What do you need for getting the pattern
I do simplify lot of things assuming you can setup prometehus/alertmanager and you can create an alert via prometehus ( plenty of doc upstream are avail)
1) Install prometheus. In my setup I use openSUSE Linux but Prometheus binary and alertmanager are avail everywhere.
2) After you setup alertmanager and prometheus up and running, configure the alertmanager.
/etc/prometheus/alertmanager.yml
# See https://prometheus.io/docs/alerting/configuration/ for documentation.
global:
receivers:
- name: my-receiver
webhook_configs:
- url: "http://10.162.30.75:9000/hooks/"
route:
group_by: ["alertname"]
group_wait: 10s
group_interval: 10s
repeat_interval: 10s
receiver: my-receiver
routes:
- receiver: my-receiver
This configuration say that whatever there is an alert we send a webhook .
After this restart alertmanager
service.
3) Create the alerthook-handler
. I used golang because I find it provides the right minimalism and efficency for my sake.
package main
import (
"io"
"net/http"
log "github.com/sirupsen/logrus"
)
func main() {
log.Infoln("starting handler")
handler1 := func(w http.ResponseWriter, _ *http.Request) {
io.WriteString(w, "Hello from a HandleFunc handler called via Prometheus alert\n")

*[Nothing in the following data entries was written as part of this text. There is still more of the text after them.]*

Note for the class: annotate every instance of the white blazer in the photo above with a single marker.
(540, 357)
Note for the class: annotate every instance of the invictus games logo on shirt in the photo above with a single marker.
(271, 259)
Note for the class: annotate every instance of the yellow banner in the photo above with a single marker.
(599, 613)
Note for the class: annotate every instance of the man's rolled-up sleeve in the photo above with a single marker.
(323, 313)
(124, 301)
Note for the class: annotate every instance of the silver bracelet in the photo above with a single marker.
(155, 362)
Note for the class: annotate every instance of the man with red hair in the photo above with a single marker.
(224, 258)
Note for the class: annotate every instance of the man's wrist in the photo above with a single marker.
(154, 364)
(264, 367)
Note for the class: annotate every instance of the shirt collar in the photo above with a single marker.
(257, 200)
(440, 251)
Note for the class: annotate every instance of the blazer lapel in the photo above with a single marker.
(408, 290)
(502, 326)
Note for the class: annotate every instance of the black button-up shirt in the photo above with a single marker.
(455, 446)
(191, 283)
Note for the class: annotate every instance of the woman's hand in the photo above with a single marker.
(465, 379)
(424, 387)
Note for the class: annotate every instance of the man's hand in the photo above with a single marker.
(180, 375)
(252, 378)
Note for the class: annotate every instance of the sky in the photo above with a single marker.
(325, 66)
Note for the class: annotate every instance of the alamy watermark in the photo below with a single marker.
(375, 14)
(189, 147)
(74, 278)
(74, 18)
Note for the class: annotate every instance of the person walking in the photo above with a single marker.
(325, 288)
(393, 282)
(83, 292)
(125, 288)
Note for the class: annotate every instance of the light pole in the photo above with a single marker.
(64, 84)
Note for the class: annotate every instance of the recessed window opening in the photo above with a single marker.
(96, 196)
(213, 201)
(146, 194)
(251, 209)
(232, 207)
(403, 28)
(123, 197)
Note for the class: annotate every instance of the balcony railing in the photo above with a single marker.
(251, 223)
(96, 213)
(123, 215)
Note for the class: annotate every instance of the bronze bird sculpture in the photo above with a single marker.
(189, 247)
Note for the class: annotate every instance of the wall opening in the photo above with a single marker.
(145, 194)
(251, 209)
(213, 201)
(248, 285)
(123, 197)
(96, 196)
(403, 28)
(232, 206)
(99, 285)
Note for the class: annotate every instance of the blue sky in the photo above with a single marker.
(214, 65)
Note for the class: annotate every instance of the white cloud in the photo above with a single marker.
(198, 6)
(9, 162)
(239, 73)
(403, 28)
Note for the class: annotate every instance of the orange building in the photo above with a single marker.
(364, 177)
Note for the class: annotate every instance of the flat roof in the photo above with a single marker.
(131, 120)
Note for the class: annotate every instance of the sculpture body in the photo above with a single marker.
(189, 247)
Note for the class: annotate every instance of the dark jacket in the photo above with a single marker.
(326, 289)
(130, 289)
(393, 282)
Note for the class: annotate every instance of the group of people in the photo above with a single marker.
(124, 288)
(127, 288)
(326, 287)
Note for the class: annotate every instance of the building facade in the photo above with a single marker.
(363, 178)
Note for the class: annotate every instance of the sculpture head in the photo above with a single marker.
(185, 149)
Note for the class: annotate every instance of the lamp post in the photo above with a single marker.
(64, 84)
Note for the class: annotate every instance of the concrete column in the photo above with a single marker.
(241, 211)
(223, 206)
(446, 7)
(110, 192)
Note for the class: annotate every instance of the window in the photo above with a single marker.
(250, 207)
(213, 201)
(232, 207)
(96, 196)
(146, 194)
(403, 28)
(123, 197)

log.Infoln("handler called via prometheus alert")
}
http.HandleFunc("/hooks", handler1)
err := http.ListenAndServe(":9999", nil)
if err != nil {
log.Fatalln(err)
}
}
Build this code and deploy to the IP node
4) So assuming prometehus is up and running, and you have a fake alert for testing.
hana01:/tmp # ./my-handler
INFO[0000] starting handler
INFO[0016] handler called via prometheus alert
INFO[0019] handler called via prometheus alert
INFO[0019] handler called via prometheus alert
Here we do have 3 alerts fired and handled by handler
Now substitute the print
function with your domain expertise! Have fun!